Olliver's final victory in the National came aboard the veteran Peter Simple in 1853. He told the owner before the race, "Sometimes he means it and I don't, sometimes I means it he don't but today we both mean it." but Olliver also had several near misses. In addition to the aforementioned Seventy Four, beaten three lengths, he finished as runner up on St Leger, 1847, beaten a length and The Curate, 1848, beaten half a length, thus missing a record six victories, which would have stood to this day, by four and a half lengths. In Olliver's other National rides, he was third once and failed to complete the course ten times.

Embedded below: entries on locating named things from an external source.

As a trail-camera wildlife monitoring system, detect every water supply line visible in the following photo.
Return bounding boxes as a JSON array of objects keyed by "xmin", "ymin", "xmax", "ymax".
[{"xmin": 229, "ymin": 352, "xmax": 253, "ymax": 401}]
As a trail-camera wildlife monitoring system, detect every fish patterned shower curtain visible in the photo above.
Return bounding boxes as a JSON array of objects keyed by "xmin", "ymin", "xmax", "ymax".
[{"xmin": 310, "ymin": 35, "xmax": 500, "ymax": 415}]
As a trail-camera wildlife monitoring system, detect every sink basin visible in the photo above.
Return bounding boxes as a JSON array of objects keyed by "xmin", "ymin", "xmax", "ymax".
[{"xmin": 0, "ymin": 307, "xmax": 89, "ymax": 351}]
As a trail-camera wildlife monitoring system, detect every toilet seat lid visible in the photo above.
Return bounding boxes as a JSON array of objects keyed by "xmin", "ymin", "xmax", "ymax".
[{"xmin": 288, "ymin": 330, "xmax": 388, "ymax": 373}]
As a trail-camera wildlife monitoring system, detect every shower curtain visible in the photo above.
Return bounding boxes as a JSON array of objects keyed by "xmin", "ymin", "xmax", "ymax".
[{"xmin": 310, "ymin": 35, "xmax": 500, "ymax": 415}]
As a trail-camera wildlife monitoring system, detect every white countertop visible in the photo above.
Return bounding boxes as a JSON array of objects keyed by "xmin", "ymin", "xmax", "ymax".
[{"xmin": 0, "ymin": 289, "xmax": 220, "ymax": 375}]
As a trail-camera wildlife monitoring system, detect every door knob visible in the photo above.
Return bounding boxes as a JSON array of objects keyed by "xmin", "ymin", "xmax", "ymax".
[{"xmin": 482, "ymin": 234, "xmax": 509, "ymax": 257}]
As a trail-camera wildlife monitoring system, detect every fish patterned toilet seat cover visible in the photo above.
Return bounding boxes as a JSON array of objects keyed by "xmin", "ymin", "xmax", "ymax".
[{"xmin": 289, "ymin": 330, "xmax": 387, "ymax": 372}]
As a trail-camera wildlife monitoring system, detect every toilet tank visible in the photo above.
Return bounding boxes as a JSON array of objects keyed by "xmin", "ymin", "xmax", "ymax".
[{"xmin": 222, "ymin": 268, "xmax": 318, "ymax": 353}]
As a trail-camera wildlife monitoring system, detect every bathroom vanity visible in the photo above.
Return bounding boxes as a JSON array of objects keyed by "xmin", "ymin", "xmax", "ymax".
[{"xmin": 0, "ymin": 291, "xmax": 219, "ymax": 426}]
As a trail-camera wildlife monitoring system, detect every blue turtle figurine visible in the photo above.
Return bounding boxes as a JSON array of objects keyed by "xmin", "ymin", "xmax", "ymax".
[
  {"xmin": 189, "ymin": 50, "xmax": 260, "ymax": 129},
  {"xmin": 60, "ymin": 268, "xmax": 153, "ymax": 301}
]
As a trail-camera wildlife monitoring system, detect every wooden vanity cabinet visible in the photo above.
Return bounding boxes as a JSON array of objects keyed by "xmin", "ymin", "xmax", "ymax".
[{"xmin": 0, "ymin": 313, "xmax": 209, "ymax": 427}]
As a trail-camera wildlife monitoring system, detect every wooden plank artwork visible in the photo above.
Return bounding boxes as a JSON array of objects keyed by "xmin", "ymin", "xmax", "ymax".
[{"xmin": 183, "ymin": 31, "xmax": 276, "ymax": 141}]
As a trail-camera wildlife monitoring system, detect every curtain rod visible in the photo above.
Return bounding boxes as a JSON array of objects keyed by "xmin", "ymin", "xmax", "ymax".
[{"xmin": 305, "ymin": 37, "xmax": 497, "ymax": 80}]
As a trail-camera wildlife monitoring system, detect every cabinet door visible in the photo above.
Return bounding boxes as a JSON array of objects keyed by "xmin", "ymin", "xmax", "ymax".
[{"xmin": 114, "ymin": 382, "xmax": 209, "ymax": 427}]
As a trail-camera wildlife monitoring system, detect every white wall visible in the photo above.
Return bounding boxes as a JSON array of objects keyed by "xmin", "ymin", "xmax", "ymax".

Away from the course, Olliver was known for his swarthy dark looks, which led many to believe that his ancestry was either Spanish or Gypsy or even both. This led him to be known as 'Black' Tom. His interest in women, combined with his love of a party and with a sense of generosity, often saw him in grave financial difficulties. On one occasion, when he had been placed in the 'Pokey' (Debtors' prison), he was visited by some cavalry officers. The story goes that when asked if there was anything they could provide for him, he replied, "Get me a damn good wall jumper." Olliver described himself as "Hopelessly insolvent." even going to the length of adding the second l to his original surname Oliver, claiming that "It is better to have an extra £ in hand." (L is the symbol for the British pound.)

Olliver's last National was in 1859, after which time he retired from the saddle and became the landlord of 'The Star' public house in Leamington. He soon grew to miss racing and set himself up as a trainer in Wroughton in Wiltshire. In the winter of 1873, he set about preparing his George Frederick for a crack at the 1874 Epsom Derby, but his health began to deteriorate and in January 1874 he died at the age of sixty-one. Olliver's head lad continued the preparations of the horse, who won the richest prize in English racing that summer.